Bag a Banksy

Most little tikes agree that birthday parties are greatly enhanced by a decent party bag. This principle also applies to Don’t Panic’s packs, distributed twice a month around the UK’s cultural venues.

Inside can be found a selection of cultural items, tawdry gee-gaws and – incredibly – a free limited-edition poster by the likes of Banksy, Shepard Fairey or Ben Eine.

Starting tomorrow, marketing company Don’t Panic is celebrating these packs’ tenth birthday with a retrospective of 50 of the best posters, including work by Angus Hyland, Sea Design and Neville Brody.

’We have had hundreds of RSVPs to the party already, including one from a guy begging to get in by sending us a picture of his flat, which is covered in our posters,’ says Don’t Panic director Joe Wade. ’These posters seem to have been an important part of peoples’ socialising over the past decade, and they do get kept.’

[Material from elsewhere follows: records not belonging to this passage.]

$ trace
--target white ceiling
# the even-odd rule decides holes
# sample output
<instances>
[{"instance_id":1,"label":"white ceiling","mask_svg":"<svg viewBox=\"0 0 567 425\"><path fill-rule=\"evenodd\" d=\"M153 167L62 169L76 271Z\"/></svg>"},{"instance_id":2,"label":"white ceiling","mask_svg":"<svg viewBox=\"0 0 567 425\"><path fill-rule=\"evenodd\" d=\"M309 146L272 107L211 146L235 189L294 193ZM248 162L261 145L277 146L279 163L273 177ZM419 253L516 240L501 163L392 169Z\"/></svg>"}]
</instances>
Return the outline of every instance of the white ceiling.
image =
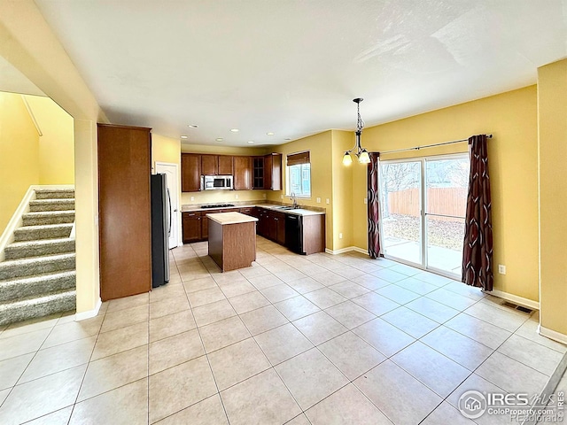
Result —
<instances>
[{"instance_id":1,"label":"white ceiling","mask_svg":"<svg viewBox=\"0 0 567 425\"><path fill-rule=\"evenodd\" d=\"M0 91L23 95L45 96L35 84L0 56Z\"/></svg>"},{"instance_id":2,"label":"white ceiling","mask_svg":"<svg viewBox=\"0 0 567 425\"><path fill-rule=\"evenodd\" d=\"M35 3L113 123L201 144L353 129L359 97L384 123L533 84L567 57L567 0Z\"/></svg>"}]
</instances>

The story began in 2000, when Don’t Panic started distributing packs of club and arts flyers to cultural venues. ’But we wanted to give something away with the flyers that actually had intrinsic value, and we wanted to talk about political issues as well as hedonistic pursuits,’ says Wade.

Thus was born Banksy’s Stop Esso poster and others like it. Nowadays, Don’t Panic has shifted its political remit to its website. If you don’t know Don’t Panic through its packs, you may recognise last year’s political protest viral about a pound-shaped flower bed being dug into expenses scandal MP Alan Duncan’s lawn.